Jim hardly touches his tea and he won’t stay and watch telly or play on the Wii afterwards, even though he doesn’t have to be anywhere. Darren gives him a pack of batteries for his remote and stands at the door, waving him off, watching as he strides out of The Grove and heads down the main road towards town.

Most of Jim’s tea ends up in the food recycling bin. What a waste. What a git. Still, he came, didn’t he? He’s not well, but he walked over and tried to eat with them.

‘When Uncle Jim’s not himself, it’s not really him, it’s just something that happens to him,’ he reminds Clover as she waits, tea towel at the ready. ‘Things’ll carry on like this for a bit and then, well . . .’ He raises his arms and makes a you-know-what-comes-next gesture. ‘And after he comes out of hospital he’ll be better for a while. Snakes and ladders, eh?’

‘We should be nicer to him,’ she says.

‘We are nice to him.’

‘Nice-er. Friendlier.’

‘Your Uncle Jim and me aren’t really friends. Don’t pull faces! I bet there’s loads of people at school who aren’t your friends – it doesn’t mean you don’t like them, it’s just that they’re . . . they’re not like you.’

‘Colin’s not like you.’

She’s got him there. He slides the plates into the sink and tries again. ‘Your Uncle Jim and me put up with each other because of your mother.’
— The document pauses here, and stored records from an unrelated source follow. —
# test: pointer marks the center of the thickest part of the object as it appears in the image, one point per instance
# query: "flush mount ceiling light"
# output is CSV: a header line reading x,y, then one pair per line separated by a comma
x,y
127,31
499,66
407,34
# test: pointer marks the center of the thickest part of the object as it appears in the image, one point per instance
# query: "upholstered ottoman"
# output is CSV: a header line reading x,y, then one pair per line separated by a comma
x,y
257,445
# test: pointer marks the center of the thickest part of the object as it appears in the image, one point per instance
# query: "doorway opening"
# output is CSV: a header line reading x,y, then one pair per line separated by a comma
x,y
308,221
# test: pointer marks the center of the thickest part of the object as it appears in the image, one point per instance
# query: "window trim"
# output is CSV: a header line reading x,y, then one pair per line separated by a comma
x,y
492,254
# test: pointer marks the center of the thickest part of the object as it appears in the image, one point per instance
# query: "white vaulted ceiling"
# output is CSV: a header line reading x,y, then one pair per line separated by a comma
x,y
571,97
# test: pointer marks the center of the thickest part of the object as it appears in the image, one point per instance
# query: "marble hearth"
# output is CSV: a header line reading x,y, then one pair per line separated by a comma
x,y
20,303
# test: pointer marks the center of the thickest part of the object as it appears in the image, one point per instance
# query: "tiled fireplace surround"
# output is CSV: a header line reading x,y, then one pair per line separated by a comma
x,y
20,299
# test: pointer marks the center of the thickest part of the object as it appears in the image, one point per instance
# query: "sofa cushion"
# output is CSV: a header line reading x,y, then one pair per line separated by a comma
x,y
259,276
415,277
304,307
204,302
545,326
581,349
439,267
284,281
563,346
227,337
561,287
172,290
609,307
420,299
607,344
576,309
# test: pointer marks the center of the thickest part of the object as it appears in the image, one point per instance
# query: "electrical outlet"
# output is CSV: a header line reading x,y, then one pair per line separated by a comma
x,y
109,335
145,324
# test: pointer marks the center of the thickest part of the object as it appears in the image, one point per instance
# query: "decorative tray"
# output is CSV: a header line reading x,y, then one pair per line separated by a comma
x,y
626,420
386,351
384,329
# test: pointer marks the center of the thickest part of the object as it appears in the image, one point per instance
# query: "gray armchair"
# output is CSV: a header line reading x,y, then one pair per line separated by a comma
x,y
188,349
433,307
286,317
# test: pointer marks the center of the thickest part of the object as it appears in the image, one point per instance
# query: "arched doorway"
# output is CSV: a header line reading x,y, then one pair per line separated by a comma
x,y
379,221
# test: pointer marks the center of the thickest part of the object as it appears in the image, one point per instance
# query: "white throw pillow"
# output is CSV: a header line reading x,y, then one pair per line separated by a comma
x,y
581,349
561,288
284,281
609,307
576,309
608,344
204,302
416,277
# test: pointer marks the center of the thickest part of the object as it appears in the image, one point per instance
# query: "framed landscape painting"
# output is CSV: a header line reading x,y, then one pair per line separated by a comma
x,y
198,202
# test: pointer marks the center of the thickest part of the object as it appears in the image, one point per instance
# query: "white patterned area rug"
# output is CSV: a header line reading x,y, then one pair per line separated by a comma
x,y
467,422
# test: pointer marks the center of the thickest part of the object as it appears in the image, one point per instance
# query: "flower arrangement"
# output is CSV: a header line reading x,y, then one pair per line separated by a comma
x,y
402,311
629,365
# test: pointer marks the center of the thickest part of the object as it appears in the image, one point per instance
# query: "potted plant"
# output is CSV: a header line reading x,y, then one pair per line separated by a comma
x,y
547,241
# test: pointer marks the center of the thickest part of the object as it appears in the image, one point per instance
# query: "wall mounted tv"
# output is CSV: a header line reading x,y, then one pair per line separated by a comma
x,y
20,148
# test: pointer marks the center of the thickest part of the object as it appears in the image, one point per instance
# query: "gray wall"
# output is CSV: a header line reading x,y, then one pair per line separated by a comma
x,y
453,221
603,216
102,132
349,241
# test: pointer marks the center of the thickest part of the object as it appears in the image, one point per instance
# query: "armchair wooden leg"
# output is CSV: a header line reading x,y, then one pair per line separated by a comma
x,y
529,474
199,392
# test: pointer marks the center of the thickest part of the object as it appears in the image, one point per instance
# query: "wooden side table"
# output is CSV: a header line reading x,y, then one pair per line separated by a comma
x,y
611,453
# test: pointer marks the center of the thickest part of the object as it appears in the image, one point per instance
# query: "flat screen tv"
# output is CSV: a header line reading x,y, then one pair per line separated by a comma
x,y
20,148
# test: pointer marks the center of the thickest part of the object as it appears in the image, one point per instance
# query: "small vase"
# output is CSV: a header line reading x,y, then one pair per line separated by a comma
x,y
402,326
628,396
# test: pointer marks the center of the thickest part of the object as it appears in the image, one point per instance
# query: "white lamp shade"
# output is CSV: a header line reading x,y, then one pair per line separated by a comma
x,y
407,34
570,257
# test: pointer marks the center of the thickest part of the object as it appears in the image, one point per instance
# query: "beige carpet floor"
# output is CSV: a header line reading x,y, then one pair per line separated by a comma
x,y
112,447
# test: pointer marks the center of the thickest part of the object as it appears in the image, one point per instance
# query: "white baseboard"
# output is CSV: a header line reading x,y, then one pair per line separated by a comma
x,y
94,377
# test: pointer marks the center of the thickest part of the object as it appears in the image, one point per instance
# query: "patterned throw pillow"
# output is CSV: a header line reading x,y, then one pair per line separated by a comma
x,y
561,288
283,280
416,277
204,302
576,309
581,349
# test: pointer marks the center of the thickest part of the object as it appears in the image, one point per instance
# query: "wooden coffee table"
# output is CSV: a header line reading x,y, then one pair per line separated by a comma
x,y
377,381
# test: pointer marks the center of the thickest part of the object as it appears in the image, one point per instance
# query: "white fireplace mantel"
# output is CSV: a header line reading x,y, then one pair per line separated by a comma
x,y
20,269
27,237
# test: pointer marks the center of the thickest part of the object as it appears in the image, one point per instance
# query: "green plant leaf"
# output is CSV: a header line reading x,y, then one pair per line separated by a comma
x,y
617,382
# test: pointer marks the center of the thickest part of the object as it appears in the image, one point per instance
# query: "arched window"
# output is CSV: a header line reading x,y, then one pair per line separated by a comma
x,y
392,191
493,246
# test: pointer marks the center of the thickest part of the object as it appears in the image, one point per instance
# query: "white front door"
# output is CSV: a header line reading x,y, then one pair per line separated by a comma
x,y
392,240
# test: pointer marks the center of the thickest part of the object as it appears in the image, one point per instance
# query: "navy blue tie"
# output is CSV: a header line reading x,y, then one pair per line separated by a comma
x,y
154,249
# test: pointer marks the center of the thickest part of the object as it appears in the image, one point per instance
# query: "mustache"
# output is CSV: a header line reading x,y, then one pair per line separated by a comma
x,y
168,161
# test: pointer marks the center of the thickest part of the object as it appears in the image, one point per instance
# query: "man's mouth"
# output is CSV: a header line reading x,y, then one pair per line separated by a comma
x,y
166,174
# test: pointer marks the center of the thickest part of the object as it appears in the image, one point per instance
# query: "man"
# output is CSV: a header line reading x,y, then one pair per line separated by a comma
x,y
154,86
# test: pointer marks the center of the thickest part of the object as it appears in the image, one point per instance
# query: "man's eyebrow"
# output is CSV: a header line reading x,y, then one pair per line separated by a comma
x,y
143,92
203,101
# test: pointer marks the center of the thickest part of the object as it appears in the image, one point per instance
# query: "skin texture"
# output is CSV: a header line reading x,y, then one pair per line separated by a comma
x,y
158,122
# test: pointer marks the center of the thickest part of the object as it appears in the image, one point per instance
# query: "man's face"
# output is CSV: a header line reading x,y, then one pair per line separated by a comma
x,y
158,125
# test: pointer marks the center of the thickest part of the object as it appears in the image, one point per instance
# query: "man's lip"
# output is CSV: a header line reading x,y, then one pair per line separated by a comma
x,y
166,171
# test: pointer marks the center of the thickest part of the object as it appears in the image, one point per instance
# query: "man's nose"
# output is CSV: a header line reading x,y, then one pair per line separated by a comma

Clover goes very still, as she does whenever he mentions Becky. It’s like watching the hackles rise on an animal and he immediately regrets bringing her up.

‘You know that “Happy” song? I heard it on the radio again this morning. When we’ve finished the dishes I’ll get online and see if anyone’s done the chords. That’ll be fun, won’t it?’ he says.

She agrees, and he hums the tune as he scrubs melted cheese off the plates. The kitchen is hot. But it smells of cheese and bacon. And it sounds like happiness.